A technical violation is one of those Orwellian terms used by the U.S. government to occlude the absurd morass of process and procedure that is the modern criminal justice system in this country. After an offender has served their sentence, they are often placed under probation, which is accompanied by scores of rules on everything from where the person can go to who they can see. If a person commits a technical violation, they often are sent back to prison — perhaps months or years for an action as simple as being minutes late to a parole hearing.
Technical violations are expensive for all of us. Earlier this year, New York’s capital newspaper the Times Union reported that “New York imprisons more people for technical parole violations than any other state, and at a rate almost three times higher than the national average” and “The re-incarceration of those individuals cost taxpayers at least $683 million…” based on a report by Columbia University and The Independent Commission on New York City Criminal Justice and Incarceration Reform.
It’s Orwellian, and also Kafkaesque. And it’s a disastrous waste of public resources. Yet, it’s also a problem that lends itself to potential solutions, and that’s where Uptrust wants to make a difference.
Uptrust is a service that connects people returning to society with their public defenders and court records, ensuring that they have the calendars, appointments, rules, and procedures they need to avoid technical violations — improving their re-entry into normal life while saving significant expenses for taxpayers.
The company announced today that it has raised $2 million in seed funding from a trio of lead investors: the Decarceration Fund, Luminate, and Stand Together Ventures Lab. That’s on top of a $1.3 million round we reported on last year.
The company, which came together in 2015 and launched its first product in 2016, was co-founded by Jacob Sills and Elijah Gwynn as they explored how to improve the criminal justice system. They looked at areas like bail bonds, but kept coming back to a fundamental issue: many people were stuck in the system because of missed appointments or other technical violations. “There are way too many people not exiting the system … and they are circling back through,” Sills said.

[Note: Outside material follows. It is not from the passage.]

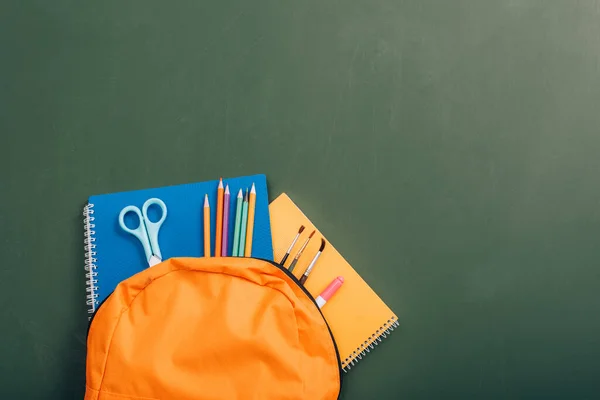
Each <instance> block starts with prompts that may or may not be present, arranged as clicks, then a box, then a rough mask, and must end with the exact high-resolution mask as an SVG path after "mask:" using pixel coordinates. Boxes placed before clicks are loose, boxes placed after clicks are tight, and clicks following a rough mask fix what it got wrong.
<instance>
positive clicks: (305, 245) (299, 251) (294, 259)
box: [288, 231, 315, 272]
mask: <svg viewBox="0 0 600 400" xmlns="http://www.w3.org/2000/svg"><path fill="white" fill-rule="evenodd" d="M314 234H315V231H312V233H311V234H310V236H309V237H308V239H306V241H305V242H304V243H303V244H302V247H300V250H298V253H296V256H295V257H294V259H293V260H292V263H291V264H290V266H289V267H288V270H289V271H290V272H292V271H293V270H294V268H295V267H296V264H297V263H298V259H299V258H300V256H302V253H303V252H304V249H305V248H306V246H308V242H310V239H312V237H313V235H314Z"/></svg>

Uptrust works through text messaging or its own app. Often, it’s linked with a public defender, since a defense attorney is more likely to get through to their clients than other members of the criminal justice system.
The company has been on a growth spree after years of trialing various iterations of its product, and it’s now located in 150 sites in 28 states, up from 30 sites just 18 months ago according to Sills. The state of Virginia, which currently uses the service in two sites, will expand it statewide by the end of this year or early next year.
Currently, the company charges a fee to governments to use the service, with the goal of limiting any financial costs to its end users who often lack the funds to pay. Longer term, however, the company sees a large opportunity in connecting its growing population of users to new services as they re-enter society. “More than half of them have challenges accessing health care,” Sills said, and he sees opportunities in areas as diverse as health care, finance and banking, and housing where the app could play a role in the future.
Yet, he acknowledged that this is still a “new market” that isn’t attractive to many traditional venture capital firms. So with this fundraise, Sills and his team decided to target funds that were deeply steeped in criminal justice issues who would understand both the problem being solved and how Uptrust could both succeed in its mission and also succeed as a business.
They also wanted what Sills described as “good diversity of thought.” Decarceration Fund invests in precisely what it says it does, and Luminate, which is part of the progressive-leaning Omidyar Network, is a philanthropy focused on civic engagement. Meanwhile, Stand Together Ventures Lab is funded by Stand Together which was founded by Charles Koch, who in addition to widely funding Republican and conservative causes, has in recent years also increasingly pursued criminal justice reform to minimize the government’s power over private citizens.
Chris Bentley, managing principal at Decarceration Fund, picked Uptrust as the firm’s first investment because he believed that the company understood precisely what this unique population needed. There’s a “very significant history of well-intended companies in this space causing unintended consequences,” he said. The fund is focused on investing in companies with clear guardrails and business models that are aligned with positive outcomes. “Half of our investment committee are founders themselves but are also returning citizens with real, lived experience with the system,” he said.
Uptrust has now grown to 15 people, centered in San Francisco and also scattered up and down the Eastern Seaboard. The “track record of for-profit companies is pretty bad, since most of them just build what the criminal legal system wants,” Sills said. “We are trying to prove that you can make money and do good and have real impact.”